Detroit: Become Human

Detroit: Become Human

  • pegi18
  • data-di-uscita25/05/2018
  • genereAvventura Dinamica
  • sviluppatoreQuantic Dream
  • editoreSony Interactive Entertainment
  • Piattaforma Games PC PS4

Los AngelesDetroit: Become Human è una di quelle opere che resteresti a guardare per ore. Cosa che, ad essere davvero onesti, ci è successa giusto ieri sera nel corso del pre-event alla conferenza E3 2017 di Sony, quando adocchiata la postazione con una demo giocabile dell’ultimo capolavoro di Quantic Dream, con buona pace della nostra impazienza, ci siamo messi in coda nell’attesa di stringere il pad tra le mani. Un titolo sontuoso, quello di David Cage, che abbraccia ed evolve ulteriormente la visione caratteristica dello studio parigino focalizzando il proprio gameplay (da molti definito erroneamente poco più di un laser game) in un contesto narrativo sensazionale: la giocabilità funzionale alla storia, come ai tempi di Heavy Rain o Beyond, ma non senza novità interessanti.

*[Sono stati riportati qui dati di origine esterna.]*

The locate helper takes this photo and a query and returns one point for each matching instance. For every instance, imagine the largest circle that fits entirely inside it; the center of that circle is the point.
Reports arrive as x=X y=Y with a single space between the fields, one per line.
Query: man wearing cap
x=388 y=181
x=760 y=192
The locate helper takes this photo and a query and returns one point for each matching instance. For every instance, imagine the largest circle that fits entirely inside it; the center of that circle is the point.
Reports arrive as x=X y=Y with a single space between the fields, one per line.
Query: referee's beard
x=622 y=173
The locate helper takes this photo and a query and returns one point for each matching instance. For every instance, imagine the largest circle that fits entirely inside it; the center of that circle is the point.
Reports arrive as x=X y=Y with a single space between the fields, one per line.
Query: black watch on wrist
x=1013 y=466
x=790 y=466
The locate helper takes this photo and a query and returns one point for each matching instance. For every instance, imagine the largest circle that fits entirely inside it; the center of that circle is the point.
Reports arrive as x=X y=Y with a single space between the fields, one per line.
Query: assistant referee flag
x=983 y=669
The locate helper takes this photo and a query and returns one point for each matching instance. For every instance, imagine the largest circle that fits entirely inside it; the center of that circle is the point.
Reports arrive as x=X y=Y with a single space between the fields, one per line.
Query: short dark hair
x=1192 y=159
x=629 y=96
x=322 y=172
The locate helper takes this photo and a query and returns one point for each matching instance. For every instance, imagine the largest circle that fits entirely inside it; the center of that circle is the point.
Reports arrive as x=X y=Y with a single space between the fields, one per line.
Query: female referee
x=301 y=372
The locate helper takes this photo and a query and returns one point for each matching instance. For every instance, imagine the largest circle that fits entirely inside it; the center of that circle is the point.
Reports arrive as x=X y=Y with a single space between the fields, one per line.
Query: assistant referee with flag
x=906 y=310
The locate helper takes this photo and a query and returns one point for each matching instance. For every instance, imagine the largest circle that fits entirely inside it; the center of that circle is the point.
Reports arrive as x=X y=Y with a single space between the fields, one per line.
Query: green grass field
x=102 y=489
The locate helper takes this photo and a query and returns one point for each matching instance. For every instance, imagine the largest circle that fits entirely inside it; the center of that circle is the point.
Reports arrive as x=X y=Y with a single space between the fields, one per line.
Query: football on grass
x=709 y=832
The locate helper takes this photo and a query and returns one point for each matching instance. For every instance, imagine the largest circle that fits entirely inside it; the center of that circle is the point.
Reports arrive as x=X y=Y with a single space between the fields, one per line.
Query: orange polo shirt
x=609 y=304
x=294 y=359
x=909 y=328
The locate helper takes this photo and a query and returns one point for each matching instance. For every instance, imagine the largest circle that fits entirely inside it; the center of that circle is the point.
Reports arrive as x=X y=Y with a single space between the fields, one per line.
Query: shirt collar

L’aspetto che più ci ha impressionato di Detroit: Become Human, chiacchierando con il producer di Quantic nell’ora scarsa di attesa in quel dello Shrine Auditorium di Los Angeles, è la sua incredibile profondità in termini di possibilità. Mai come ora la parola bivio è riduttiva, visto e considerato che l’intero esito della vicenda (legata ad una sorta di ribellione androide nella futuristica città di Detroit) dipenderà in modo univoco dalle scelte effettuate dal giocatore. Non si tratta di conseguenze nel breve immediato, questo è bene sottolinearlo: una semplice analisi di un particolare, il reperimento di un dettaglio all’apparenza insignificante o la giusta parola con l’NPC appropriato, a distanza di ore, potrebbero dare il lasciapassare a nuove sequenze e possibilità di gioco o, perché no, persino precluderne altre.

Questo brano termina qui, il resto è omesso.